On Monday, the Census Bureau released the first results of the 2020 census. We learned the populations of each state and how many seats each state will get in the House after the next redistricting cycle. After the past few years, we should breathe a silent prayer of gratitude that it was all… normal.
The stakes politically couldn’t be higher, meaning an accurate count is supremely important.
Even a slight undercount could cost a state a congressional seat. And in New York, we learned, it did. Had 89 more New Yorkers been counted, the state would not have lost one of its 27 members of the House.
But the census isn’t just about political power — it’s all about resources, too. In addition to congressional seats and data with which maps are redrawn, census data determines the distribution of over $1.5 trillion annually in federal funds for programs such as healthcare, food assistance, and education.
In other words, the census is also about public goods and how they’re distributed.
The nation’s population growth over the past 10 years came entirely from nonwhite communities. Latino, Black, and Asian American citizens will account for 80 percent of the increase in eligible voters between 2010 and 2020. For communities of color to receive political representation and critical investments commensurate with their size, they must be counted fully. The census has historically failed to do so, contributing to entrenched inequality.
These once-in-a-decade numbers come after an unusually challenged census: a pandemic, hurricanes, and wildfires that displaced people throughout the country and made canvassing door-to-door harder, on top of underfunding and unprecedented political interference from the Trump administration.

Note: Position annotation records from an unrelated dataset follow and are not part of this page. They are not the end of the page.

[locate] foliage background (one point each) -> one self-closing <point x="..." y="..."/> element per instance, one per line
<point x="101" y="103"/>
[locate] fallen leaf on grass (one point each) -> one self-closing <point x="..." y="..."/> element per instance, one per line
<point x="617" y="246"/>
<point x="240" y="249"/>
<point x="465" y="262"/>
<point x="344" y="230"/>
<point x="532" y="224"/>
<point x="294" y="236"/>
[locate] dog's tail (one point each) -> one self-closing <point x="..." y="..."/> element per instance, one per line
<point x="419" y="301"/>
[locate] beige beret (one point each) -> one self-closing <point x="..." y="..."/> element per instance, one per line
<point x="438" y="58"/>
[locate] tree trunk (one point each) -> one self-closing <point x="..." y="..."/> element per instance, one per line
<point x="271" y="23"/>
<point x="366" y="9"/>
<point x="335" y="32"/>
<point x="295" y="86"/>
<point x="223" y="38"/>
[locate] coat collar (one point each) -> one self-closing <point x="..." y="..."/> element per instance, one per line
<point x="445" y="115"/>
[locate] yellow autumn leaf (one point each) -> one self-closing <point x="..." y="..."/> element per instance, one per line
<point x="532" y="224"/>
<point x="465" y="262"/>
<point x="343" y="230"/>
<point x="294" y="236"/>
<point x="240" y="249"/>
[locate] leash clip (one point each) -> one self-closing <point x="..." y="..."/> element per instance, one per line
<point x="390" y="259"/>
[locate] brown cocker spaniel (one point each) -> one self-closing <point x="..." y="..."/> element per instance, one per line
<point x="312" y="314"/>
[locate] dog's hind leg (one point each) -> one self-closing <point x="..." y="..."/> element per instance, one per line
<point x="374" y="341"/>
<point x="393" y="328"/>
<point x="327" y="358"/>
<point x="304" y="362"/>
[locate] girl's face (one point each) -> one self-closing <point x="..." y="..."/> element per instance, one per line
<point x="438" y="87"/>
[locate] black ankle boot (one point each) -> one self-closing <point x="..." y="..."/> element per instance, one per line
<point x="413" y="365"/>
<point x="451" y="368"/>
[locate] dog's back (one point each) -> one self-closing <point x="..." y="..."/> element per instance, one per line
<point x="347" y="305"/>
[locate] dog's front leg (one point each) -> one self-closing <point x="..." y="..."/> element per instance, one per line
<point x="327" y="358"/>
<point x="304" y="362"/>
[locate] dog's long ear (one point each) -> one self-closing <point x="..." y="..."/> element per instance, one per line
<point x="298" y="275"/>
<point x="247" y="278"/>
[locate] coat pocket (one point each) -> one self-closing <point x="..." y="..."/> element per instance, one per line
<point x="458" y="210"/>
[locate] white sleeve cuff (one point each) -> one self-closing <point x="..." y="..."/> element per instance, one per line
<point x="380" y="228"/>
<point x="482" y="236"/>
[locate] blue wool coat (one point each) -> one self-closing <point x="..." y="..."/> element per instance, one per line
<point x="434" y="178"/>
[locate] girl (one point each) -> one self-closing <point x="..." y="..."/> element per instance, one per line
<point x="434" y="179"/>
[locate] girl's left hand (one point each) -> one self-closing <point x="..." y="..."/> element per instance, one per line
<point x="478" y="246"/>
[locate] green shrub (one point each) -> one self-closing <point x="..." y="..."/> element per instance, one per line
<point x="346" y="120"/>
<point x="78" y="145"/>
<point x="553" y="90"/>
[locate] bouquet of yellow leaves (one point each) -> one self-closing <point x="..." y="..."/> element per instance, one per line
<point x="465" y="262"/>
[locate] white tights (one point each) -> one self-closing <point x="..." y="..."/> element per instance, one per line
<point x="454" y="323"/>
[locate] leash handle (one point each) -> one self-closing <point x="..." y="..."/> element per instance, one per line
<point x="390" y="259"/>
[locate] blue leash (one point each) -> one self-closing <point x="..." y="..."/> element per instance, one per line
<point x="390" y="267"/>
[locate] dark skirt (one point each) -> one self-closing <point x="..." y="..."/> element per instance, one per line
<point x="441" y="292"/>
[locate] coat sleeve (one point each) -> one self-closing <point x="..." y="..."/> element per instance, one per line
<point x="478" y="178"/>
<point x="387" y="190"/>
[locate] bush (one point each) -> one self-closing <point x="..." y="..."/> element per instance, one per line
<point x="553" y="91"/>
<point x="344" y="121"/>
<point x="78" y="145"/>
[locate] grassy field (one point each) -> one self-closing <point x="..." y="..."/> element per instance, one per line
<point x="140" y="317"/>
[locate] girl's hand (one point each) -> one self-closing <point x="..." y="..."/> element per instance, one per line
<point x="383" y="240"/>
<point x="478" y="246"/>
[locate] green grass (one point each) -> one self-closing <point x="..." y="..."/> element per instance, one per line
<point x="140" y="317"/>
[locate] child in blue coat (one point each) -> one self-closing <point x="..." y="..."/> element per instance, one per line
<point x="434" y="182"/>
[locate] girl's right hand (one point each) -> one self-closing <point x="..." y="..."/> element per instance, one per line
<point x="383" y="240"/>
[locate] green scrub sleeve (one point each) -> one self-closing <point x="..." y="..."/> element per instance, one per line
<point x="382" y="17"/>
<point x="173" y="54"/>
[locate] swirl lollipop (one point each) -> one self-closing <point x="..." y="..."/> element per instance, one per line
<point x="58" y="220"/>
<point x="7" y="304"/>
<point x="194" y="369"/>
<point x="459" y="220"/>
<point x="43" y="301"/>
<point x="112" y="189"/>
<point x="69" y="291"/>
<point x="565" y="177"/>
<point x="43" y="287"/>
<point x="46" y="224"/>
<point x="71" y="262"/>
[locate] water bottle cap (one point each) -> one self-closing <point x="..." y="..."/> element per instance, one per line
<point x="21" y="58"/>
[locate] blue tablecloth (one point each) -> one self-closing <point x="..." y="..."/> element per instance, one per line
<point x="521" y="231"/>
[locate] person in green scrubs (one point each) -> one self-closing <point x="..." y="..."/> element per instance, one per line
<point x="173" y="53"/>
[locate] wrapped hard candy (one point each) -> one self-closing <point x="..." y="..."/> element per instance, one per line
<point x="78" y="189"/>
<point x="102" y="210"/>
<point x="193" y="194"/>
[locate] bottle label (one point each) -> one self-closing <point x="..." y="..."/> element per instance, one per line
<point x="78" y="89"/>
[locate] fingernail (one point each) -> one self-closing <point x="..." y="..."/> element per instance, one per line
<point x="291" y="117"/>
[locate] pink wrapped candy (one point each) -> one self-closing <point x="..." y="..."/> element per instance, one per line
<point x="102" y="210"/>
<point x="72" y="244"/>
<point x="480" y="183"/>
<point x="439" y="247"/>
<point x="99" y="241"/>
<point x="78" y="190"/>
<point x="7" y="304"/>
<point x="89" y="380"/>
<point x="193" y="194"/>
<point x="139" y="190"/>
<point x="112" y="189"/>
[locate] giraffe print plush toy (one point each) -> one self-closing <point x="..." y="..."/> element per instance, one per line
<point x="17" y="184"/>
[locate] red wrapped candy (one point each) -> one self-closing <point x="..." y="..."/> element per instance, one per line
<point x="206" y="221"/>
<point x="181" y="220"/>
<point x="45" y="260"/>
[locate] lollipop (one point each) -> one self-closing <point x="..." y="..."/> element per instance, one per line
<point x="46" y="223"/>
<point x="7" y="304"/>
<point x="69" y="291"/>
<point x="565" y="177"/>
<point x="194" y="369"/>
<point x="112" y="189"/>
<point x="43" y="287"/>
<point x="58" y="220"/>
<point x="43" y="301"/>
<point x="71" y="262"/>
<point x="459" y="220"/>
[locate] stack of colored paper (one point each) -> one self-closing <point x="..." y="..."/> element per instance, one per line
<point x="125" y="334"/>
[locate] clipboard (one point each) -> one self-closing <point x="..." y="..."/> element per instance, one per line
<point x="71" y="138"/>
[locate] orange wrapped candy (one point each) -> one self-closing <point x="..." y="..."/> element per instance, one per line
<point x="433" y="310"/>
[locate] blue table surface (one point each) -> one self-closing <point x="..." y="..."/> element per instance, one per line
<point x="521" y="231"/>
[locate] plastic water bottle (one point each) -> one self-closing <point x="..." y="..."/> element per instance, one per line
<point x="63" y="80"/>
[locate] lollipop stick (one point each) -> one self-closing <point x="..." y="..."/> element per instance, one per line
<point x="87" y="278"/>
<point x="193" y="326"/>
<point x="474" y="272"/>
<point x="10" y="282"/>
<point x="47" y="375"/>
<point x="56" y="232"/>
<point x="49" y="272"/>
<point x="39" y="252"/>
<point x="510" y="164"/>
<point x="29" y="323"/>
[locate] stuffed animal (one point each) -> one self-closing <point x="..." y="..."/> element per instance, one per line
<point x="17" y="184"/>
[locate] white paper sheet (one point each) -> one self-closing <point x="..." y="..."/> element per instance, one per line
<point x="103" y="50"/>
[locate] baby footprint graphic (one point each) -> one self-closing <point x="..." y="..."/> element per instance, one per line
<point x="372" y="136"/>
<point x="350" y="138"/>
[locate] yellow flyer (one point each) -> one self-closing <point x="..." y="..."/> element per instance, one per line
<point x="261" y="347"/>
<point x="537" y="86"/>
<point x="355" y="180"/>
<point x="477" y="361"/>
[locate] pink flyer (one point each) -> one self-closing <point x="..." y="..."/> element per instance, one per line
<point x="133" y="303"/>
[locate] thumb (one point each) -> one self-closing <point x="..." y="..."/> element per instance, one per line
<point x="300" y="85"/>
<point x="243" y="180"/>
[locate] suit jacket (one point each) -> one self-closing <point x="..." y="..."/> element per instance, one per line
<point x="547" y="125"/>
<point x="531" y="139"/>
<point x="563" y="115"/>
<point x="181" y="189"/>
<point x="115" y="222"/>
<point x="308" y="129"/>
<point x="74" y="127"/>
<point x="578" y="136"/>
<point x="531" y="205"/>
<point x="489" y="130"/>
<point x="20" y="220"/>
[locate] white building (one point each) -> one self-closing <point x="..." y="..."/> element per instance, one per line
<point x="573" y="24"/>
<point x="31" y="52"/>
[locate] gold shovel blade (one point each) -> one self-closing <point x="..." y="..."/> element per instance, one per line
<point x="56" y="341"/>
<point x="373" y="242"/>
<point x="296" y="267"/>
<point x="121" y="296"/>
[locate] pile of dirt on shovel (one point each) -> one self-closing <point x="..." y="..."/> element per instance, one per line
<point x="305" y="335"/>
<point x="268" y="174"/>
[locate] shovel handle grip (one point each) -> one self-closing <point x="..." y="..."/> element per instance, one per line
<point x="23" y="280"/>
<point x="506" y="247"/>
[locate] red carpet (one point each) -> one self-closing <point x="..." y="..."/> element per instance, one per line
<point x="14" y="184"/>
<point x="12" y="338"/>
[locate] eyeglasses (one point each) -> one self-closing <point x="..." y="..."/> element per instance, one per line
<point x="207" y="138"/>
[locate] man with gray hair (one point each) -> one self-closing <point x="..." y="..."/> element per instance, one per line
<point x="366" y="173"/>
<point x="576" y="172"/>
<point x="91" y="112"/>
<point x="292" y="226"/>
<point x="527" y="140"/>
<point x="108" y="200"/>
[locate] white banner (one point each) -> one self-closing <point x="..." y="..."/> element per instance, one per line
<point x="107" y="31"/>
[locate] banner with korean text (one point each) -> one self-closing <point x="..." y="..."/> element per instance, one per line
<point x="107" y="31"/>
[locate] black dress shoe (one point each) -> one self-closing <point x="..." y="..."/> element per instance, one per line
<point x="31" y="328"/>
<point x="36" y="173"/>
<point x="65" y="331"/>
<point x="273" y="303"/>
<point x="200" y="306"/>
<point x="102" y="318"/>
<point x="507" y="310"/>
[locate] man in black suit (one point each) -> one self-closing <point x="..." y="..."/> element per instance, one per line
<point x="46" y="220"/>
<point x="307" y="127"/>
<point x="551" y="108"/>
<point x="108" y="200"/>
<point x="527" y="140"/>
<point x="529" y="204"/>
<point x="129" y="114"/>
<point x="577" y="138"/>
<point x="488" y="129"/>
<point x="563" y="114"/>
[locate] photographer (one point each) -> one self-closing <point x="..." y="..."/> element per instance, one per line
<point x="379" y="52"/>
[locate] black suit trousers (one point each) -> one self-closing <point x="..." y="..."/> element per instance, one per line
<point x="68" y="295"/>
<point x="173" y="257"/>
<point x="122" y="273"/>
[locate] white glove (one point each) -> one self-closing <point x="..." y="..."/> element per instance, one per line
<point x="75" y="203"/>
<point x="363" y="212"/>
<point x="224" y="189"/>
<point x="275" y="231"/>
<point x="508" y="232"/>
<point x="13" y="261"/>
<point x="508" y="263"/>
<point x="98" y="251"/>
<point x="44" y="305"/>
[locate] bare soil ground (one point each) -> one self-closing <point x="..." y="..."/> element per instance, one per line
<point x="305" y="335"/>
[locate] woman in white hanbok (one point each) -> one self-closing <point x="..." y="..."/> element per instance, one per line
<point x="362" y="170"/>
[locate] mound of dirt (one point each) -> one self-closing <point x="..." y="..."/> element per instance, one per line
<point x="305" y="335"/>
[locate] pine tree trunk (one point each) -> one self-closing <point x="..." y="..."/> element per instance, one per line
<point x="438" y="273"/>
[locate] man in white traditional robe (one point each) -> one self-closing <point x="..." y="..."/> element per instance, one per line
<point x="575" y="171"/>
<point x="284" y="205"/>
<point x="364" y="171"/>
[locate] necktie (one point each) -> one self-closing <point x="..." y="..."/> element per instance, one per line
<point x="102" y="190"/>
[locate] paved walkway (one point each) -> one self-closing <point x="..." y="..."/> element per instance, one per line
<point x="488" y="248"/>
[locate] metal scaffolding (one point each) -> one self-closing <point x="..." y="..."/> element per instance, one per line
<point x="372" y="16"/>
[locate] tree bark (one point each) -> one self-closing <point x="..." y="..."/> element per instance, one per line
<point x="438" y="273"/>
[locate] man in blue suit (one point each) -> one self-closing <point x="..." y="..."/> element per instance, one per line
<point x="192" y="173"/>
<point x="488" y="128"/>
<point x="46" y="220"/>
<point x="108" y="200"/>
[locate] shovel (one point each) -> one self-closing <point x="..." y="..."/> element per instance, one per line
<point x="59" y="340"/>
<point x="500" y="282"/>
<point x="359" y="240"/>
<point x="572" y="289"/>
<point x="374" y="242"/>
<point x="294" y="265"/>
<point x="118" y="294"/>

But not all signs point to an inaccurate count: the Supreme Court blocked the Trump administration’s attempts to add a citizenship question, and advocates prevented the Trump administration from skipping essential counting time. Nonprofits and state and local governments worked tirelessly for years to encourage full participation in the census.
By the end of September, we’ll see the detailed data set that includes demographic information, including race and ethnicity. Will we get an accurate count of our nation’s growing communities of color, ensuring they receive the political power and funding they’re owed? Or will the apportionment totals cover up racial or ethnic undercounts, like they did in 2010?
Like I said, the census’s results are a big deal.